In the technical scheme, the winding comprises four-phase coils, the winding is suitable for a three-phase neutral line power circuit, the four center pillars are distributed in a cross shape and divide the center pillars into the first pillar body, the second pillar body, the third pillar body and the fourth pillar body, winding of the winding is more balanced, and improvement of performance of an inductance device is facilitated.

In some embodiments of the present invention, the pillar and the center pillar are integrally formed.

In the technical scheme, the base column and the middle column are integrally formed, so that the production is easy.

In some embodiments of the present invention, a plurality of air gaps are provided on the center pillar.

In above-mentioned technical scheme, be provided with the multistage air gap on the center pillar, compare in setting up single section air gap, under the prerequisite that realizes same efficiency for the width of air gap is littleer, thereby can reduce the leakage inductance, reduce the eddy current loss of inductance, and can reduce the magnetic interference to the external world.

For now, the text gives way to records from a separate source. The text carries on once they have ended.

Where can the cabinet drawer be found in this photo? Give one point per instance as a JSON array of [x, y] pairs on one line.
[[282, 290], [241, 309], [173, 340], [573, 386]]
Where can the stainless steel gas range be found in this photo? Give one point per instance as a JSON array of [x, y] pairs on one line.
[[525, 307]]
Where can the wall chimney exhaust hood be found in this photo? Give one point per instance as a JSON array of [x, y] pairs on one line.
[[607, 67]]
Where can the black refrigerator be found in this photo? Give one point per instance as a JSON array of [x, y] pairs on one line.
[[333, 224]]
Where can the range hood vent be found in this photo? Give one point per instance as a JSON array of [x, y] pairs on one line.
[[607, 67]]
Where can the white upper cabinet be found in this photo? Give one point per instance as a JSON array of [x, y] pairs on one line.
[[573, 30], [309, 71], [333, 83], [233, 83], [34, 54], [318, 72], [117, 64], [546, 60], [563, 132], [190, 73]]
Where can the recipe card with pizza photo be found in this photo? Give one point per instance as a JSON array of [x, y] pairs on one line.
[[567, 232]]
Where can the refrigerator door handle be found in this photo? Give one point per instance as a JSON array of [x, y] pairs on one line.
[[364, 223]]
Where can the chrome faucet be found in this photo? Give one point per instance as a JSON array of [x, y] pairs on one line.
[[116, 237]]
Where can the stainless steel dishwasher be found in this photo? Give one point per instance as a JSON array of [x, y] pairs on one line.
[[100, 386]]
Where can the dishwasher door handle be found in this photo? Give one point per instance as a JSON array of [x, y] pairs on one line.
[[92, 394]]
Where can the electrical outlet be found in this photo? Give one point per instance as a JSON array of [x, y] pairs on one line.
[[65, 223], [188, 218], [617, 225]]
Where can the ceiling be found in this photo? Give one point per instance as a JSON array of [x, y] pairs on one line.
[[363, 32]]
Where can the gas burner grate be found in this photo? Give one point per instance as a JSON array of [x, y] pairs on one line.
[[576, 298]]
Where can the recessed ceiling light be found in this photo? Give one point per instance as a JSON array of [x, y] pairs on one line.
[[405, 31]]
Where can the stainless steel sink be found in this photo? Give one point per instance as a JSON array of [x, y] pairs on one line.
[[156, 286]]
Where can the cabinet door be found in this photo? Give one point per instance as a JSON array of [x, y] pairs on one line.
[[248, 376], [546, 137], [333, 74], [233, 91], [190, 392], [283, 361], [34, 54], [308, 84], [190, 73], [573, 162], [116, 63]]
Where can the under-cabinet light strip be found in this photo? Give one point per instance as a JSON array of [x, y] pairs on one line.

In some embodiments of the present invention, the center pillar is made of a powder core material.

In the above technical solution, because the iron powder core material itself has the uniform air gap, the uniform air gap can make the width of each air gap smaller on the premise of realizing the same effect, so that the leakage inductance can be further reduced, the eddy current loss of the inductance can be reduced, and the magnetic interference to the outside can be reduced.

In some embodiments of the present invention, the iron powder core material is one of iron powder core, sendust, high magnetic flux iron nickel or iron nickel molybdenum.

In a second aspect, an embodiment of the present invention further provides a circuit board, including the inductance device of the first aspect. Therefore, the circuit board provided by the embodiment of the utility model is beneficial to reducing the magnetic resistance relative to the rectangular core body by arranging the base pillar into a circular ring shape; by providing a center pillar that is provided on an inner sidewall of the base pillar and protrudes toward an inner side of the base pillar, a length of the center pillar is shorter than a radius of the base pillar, so that a magnetic path of the inductor can be lengthened, a leakage inductance path of air can be shortened, and a differential mode component of a winding can be increased; in addition, the center pillar has a certain thickness, so that the center pillar can be designed as a safe isolation insulation distance when a winding is wound, an insulation plastic shell additionally added to the core body is not needed, the cost is reduced, and the processing technology is simplified.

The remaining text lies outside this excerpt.